Well a long time ago came a man on a track
Walking thirty miles with a sack on his back
And he put down his load where he thought it was the best
Made a home in the wilderness

He built a cabin and a winter store
And he ploughed up the ground by the cold lake shore
And the other travelers came walking down the track
And they never went further, no, they never went back

Then came the churches, then came the schools
Then came the lawyers, then came the rules
Then came the trains and the trucks with their load
And the dirty old track was the Telegraph Road

And my radio says tonight it’s gonna freeze
People driving home from the factories
There’s six lanes of traffic
Three lanes moving slow

I used to like to go to work but they shut it down
I’ve got a right to go to work but there’s no work here to be found
Yes, and they say we’re gonna have to pay what’s owed
We’re gonna have to reap from some seed that’s been sowed

And the birds up on the wires and the telegraph poles
They can always fly away from this rain and this cold
You can hear them singing out their telegraph code
All the way down the Telegraph Road

Toward the end of the song Knopfler turns inward to how the System affects us personally even in our most quiet and intimate moments.

Now you act a little colder like you don’t seem to care

But just believe in me baby and I’ll take you away

And there we are again.

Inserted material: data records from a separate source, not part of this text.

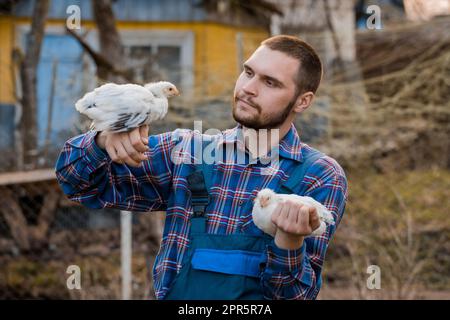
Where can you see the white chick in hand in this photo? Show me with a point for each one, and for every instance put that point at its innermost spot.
(123, 107)
(267, 200)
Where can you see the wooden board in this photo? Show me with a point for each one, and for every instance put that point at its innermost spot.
(18, 177)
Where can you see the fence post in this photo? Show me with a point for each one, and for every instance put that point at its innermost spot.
(125, 251)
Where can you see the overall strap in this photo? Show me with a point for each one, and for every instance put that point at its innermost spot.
(296, 178)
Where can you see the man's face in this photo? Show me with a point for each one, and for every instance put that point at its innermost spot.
(265, 92)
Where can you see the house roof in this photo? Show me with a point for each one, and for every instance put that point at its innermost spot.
(156, 10)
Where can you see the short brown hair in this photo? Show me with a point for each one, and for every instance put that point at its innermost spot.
(310, 70)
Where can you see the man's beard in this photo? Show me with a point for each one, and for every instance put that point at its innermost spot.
(275, 121)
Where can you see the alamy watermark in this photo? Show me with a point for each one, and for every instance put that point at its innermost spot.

Away. From all This.

The hell out of the way. Just have faith in me to make it happen honey, and everything will be alright.

Or not.

***

So that’s a song, trying to grapple with the same questions. Next let’s do a novel. This one’s complicated.

I’ve read the twenty long books of Patrick O’brian’s Aubrey/Maturin series several times. I love them, for various reasons. The first book has been filmed and you can see a relevant clip of that here.

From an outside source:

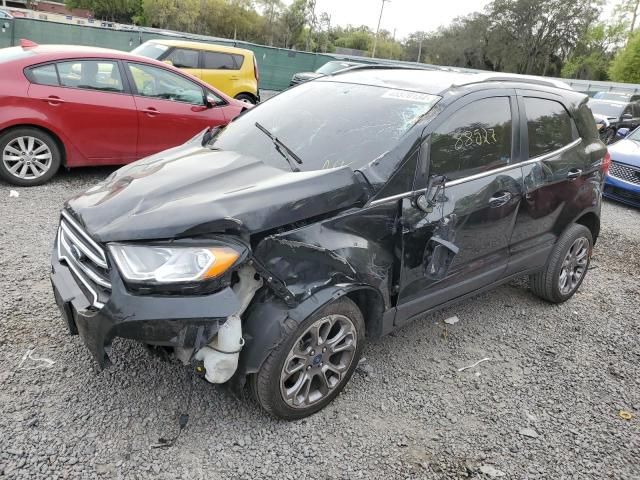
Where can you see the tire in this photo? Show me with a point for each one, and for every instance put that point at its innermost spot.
(28, 157)
(271, 383)
(548, 284)
(247, 98)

In one of the later books in the series, Aubrey and Maturin spend a considerable time ashore at home in England. A subplot develops in which Jack Aubrey is not just a sea captain, but lord of a particular rural demense, and therefore a member of the Commons. He spends a vast number of pages explaining to his friend Stephen Maturin about how the feudal System still works in the countryside, and on one level it’s horribly dull reading. But now I have a reason to care.

In the end, because this is a novel, Jack casts his vote, and it is decisive, for the ability of the little people to take a good part of their living from the land.

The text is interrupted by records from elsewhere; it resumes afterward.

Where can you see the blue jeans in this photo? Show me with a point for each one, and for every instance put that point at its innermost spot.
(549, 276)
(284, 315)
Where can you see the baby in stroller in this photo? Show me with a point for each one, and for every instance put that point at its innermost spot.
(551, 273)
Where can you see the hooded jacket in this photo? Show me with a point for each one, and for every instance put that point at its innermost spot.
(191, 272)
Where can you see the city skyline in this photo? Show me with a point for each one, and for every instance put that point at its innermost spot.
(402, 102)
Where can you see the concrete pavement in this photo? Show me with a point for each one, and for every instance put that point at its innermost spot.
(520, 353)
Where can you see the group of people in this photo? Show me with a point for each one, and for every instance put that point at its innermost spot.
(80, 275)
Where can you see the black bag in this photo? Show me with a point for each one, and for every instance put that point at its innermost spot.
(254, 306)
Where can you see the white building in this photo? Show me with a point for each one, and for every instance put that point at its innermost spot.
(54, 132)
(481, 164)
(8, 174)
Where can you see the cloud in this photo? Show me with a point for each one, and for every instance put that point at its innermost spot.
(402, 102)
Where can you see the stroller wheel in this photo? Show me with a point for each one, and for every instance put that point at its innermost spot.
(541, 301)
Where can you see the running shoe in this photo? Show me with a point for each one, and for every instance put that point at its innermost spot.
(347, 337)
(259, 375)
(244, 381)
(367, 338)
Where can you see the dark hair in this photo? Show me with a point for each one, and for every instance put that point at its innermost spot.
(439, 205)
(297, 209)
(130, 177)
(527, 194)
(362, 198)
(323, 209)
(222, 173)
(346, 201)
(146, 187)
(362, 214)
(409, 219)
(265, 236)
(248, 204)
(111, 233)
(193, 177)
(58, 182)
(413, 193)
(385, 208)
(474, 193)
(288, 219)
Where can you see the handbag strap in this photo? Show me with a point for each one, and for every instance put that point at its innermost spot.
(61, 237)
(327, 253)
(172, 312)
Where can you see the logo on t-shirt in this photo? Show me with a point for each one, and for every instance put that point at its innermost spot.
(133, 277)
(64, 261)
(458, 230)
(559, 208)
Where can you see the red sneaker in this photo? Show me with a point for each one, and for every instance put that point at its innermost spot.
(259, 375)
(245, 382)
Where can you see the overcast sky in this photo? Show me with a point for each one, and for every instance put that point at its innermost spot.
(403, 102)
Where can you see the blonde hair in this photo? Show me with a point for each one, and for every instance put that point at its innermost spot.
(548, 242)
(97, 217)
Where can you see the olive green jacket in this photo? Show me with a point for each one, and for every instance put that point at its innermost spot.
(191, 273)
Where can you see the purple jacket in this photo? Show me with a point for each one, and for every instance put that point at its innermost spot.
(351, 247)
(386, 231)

It’s the right thing to do.

It’s fiction, though.

***

And a film. Any decent western will do, but I choose one of the best.

Once Upon A Time In The West

In this one, Charles Bronson is the Good, Henry Fonda is the Bad, and Jason Robards is the Ugly. It’s a story of the coming of the railroad to the wilderness and how that coming changes everything. In the end, spoiler alert, the Ugly, the man who represents getting the hell out of the way, is gutshot, and quietly dies. For the sins, of the rail, and of the Lie of Progress.

Dire Straits has a song by the same name as the film.

Sitting on a fence that’s a dangerous course
Oh, you could even catch a bullet from the peace-keeping force
Even the hero gets a bullet in the chest
Oh yeah, once upon a time in the west

That’s enough backstory and prep for now. I need to get myself ready for first light and try to tell this all again.